Arsène Razanatsimba : Alors que le père Joseph et son Mouvement étaient pour moi complètement inconnus, pour la campagne de carême que nous avions l'habitude d'organiser dans notre collège, un de mes amis a proposé, il y a quelques années, de parler d'ATD Quart Monde. C'est alors que j'en ai entendu parler pour la première fois. On m'a communiqué le nom de famille du père Joseph, mais je n'arrivais pas à le prononcer. Comme je voulais en savoir davantage, j'ai été présenté à une volontaire, Chantal Laureau, qui m'a donné beaucoup de livres. J'ai lu par exemple Les pauvres sont l'Eglise, une biographie du père Joseph et aussi des écrits sur l'histoire du Mouvement. Mais, en même temps, je suis allé voir comment ce Mouvement fonctionnait. Or là j'ai découvert que les gens parlaient du père Joseph sans vraiment le connaître. Et puis un jour un délégué du Mouvement est arrivé à Tananarive avec le livre Joseph écrit en français par Annelies Wuillemin. Zoé l'a lu en premier et a dit : « C'est formidable, je connais le père Joseph maintenant ! » J'ai dit : « J'ai envie de le lire moi aussi. » Je l'ai lu et effectivement j'ai été de l'avis de Zoé : j'ai fait la connaissance du vrai père Joseph. C'est pour cela que j'ai voulu que les gens d'ici, qui ne parlent pas le français et qui parlent du père Joseph sans le connaître, le connaissent vraiment !

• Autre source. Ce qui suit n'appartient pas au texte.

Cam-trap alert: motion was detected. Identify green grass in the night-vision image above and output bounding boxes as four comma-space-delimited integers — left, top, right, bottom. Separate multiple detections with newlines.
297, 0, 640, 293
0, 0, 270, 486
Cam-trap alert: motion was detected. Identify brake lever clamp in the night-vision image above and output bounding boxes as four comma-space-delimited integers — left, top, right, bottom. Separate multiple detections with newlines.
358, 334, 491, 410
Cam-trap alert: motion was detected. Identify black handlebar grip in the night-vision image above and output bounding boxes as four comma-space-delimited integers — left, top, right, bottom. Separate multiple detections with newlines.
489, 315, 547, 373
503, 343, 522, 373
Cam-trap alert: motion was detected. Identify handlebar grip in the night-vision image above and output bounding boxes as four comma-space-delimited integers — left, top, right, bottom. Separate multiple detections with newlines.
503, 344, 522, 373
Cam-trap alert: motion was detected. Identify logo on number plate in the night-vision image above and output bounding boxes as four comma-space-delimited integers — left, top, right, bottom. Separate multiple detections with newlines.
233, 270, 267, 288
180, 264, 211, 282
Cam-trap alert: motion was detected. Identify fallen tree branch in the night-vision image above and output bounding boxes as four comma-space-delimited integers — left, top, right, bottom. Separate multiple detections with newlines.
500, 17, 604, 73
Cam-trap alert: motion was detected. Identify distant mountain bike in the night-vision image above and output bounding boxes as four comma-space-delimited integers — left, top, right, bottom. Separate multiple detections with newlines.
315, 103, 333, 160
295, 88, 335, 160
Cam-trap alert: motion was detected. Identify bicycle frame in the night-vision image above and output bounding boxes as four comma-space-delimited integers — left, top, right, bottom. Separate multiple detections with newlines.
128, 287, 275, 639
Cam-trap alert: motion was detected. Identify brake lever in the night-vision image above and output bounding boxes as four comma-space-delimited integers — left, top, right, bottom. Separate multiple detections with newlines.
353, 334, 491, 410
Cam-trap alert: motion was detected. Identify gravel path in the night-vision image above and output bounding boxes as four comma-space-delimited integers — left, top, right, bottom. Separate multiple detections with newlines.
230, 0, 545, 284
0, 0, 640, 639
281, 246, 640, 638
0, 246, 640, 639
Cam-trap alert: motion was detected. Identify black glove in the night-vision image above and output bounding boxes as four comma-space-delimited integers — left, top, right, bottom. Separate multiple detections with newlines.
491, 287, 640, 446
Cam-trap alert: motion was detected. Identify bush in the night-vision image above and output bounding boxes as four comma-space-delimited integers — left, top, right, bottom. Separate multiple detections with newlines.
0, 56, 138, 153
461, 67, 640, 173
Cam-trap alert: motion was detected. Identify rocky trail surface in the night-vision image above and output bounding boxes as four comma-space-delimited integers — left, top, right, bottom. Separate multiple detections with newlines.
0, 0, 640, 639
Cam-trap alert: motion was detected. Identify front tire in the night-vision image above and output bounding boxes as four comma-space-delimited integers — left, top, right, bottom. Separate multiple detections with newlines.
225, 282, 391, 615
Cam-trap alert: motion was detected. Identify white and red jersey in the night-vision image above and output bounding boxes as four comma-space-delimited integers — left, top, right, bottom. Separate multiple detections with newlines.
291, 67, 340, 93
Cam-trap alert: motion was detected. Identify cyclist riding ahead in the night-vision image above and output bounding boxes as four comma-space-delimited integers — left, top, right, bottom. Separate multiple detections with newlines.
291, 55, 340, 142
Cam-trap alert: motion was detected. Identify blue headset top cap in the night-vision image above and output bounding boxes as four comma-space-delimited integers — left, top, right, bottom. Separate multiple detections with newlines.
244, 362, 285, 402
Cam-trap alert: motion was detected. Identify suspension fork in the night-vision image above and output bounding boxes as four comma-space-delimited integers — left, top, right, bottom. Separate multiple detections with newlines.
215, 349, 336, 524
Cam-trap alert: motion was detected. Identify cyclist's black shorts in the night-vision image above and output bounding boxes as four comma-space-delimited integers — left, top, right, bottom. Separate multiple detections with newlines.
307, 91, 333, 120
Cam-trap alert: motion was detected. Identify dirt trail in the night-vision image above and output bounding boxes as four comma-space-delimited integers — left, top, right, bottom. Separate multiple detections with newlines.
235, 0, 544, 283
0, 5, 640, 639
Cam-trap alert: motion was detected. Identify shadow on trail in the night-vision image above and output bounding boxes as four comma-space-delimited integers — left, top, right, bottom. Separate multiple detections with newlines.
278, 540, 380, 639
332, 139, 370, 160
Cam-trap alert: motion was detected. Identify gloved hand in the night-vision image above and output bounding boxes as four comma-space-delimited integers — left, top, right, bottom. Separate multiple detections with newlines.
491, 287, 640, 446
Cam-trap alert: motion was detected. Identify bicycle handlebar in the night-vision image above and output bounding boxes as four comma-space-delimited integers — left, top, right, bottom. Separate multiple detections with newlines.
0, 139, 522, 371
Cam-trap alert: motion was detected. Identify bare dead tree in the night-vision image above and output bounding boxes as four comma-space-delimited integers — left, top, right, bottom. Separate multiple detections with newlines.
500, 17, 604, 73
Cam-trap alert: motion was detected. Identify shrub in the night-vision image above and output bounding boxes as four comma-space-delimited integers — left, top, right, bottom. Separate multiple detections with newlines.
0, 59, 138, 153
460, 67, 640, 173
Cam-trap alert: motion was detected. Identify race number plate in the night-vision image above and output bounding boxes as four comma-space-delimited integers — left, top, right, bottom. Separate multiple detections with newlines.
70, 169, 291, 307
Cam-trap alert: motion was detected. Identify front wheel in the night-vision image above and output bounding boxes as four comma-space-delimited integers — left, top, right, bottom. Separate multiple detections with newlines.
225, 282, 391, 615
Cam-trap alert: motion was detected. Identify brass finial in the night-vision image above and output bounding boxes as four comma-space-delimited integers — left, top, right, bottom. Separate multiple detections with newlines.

M-F.C. : Cette lecture de Joseph par Annelies Wuillemin vous a-t-elle apporté des choses en plus que ce que vous saviez déjà ?
A.R. : Quand tu le lis, tu as l'impression de vivre ce qui est dit. J'y ai beaucoup appris, sur le tempérament du père Joseph, sur sa manière d'être avec les gens. Auparavant, je croyais que c'était un personnage qui avait une mission, mais là j'ai découvert qu'il était un homme comme un autre, qu'il se mettait en colère, qu'il rigolait... Et c'est raconté avec des mots vrais et des phrases simples. Quand je l'ai traduit, j'ai voulu aussi rendre cet aspect-là. J'ai utilisé beaucoup des mots de tous les jours qui sont utilisés dans les quartiers pour en rendre la lecture la plus accessible possible.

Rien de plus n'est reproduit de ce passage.